Al centro dell’opera di Nencini c’è un interrogativo antico e sempre attuale: l’amore, nella sua forma sentimentale o ideale, può diventare forza creatrice o distruttiva? Il romanzo attraversa passioni private e tensioni politiche che segnarono una delle stagioni più drammatiche della storia italiana. Protagonista è Giacomo Matteotti, il deputato che ebbe il coraggio di denunciare apertamente le violenze del fascismo nascente, consapevole del prezzo che avrebbe potuto pagare. Accanto a lui, la moglie Velia, figura chiave nel sostenerne la coerenza morale con un amore profondissimo, inflessibile e lucido.
Il racconto intreccia però anche altre tre coppie che, tra lotta politica, lontananze forzate ed emozioni incandescenti, hanno segnato quegli anni cruciali: Antonio Gramsci e Giulia Schucht, Anna Kuliscioff e Filippo Turati, Benito Mussolini e Margherita Sarfatti. Attorno a loro, un Paese in bilico tra libertà e dittatura, entusiasmi rivoluzionari e paure notturne, sussurri politici e telefonate che rivelano fragilità spesso nascoste.

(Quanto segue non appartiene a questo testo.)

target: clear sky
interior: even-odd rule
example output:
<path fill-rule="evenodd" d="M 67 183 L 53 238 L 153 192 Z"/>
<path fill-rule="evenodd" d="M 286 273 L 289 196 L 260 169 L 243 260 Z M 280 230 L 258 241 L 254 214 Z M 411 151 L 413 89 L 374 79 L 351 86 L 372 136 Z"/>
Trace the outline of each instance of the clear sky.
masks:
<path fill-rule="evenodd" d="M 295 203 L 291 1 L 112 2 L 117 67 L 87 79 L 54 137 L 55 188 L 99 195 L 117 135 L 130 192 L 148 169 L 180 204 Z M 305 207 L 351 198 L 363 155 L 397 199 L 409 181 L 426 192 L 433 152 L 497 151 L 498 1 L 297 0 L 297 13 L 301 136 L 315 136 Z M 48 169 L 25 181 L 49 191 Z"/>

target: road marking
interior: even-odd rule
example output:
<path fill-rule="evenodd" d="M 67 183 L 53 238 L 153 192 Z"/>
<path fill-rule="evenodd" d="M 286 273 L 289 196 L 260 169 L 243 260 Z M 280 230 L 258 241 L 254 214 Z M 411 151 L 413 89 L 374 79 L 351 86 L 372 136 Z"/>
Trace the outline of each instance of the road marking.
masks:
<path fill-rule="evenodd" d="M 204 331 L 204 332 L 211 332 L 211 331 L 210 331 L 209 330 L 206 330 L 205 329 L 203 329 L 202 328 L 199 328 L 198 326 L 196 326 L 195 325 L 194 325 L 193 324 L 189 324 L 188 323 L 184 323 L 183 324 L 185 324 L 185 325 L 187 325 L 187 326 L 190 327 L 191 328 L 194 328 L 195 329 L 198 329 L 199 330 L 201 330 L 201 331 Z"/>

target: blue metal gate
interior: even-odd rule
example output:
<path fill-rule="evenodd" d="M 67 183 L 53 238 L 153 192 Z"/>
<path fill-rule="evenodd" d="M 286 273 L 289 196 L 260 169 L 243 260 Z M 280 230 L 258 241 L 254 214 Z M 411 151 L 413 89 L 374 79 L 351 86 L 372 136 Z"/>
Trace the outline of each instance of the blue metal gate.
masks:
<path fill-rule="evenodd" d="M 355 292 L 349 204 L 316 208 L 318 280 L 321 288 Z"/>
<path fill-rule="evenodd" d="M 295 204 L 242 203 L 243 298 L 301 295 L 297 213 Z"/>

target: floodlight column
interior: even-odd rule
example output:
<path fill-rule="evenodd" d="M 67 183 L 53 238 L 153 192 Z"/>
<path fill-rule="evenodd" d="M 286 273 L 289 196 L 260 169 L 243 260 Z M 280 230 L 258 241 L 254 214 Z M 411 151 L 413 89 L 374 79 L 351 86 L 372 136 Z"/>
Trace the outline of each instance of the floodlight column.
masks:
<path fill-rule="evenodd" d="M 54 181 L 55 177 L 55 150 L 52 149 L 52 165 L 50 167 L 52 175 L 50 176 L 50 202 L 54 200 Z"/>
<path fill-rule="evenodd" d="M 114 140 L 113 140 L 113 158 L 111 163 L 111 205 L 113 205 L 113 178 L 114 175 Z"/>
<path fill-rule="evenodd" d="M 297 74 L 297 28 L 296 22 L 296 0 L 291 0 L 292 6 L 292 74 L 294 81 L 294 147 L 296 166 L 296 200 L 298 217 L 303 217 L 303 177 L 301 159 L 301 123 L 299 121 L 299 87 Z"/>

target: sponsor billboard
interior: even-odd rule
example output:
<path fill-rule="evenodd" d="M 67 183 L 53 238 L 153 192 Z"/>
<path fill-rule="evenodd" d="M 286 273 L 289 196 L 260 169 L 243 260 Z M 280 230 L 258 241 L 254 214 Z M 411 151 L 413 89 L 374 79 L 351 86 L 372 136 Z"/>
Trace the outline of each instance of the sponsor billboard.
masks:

Nencini accompagna il pubblico nei giorni drammatici che precedono e seguono il rapimento e l’assassinio di Matteotti, quando per un attimo il regime sembra vacillare e la storia sembra poter prendere una direzione diversa. A dare corpo e voce a questo universo di passioni e contraddizioni sono Daniela Morozzi, Anna Meacci e Chiara Riondino, protagoniste di un reading potente, intrecciato con musica dal vivo e brani dello spettacolo teatrale ispirato al libro.
In scena non c’è un’icona distante, ma un uomo reale: Matteotti che discute in Parlamento, gioca con i figli, litiga, ama, soffre, mentre il Paese scivola verso il baratro. Accanto a lui, donne coraggiose che, pur consapevoli dei rischi, scelgono la strada più difficile, rifiutando il silenzio e la rassegnazione.
La narrazione trascina il pubblico in una delle “zone rosse” della storia italiana: le stanze del potere, le case dove si attendono notizie, le strade del delitto, fino alle telefonate segrete di Palazzo Chigi in cui Mussolini appare fragile, esitante, inconsapevole di essere intercettato.
La serata diventa così un invito a rileggere il passato attraverso le voci di chi lo ha vissuto, interrogandosi su cosa significhi oggi assumersi responsabilità, esporsi, difendere la democrazia quando sembra vacillare. Un appuntamento imperdibile per chi ama la grande narrativa, il teatro civile e le storie che continuano a parlarci, in uno dei luoghi più affascinanti del territorio senese.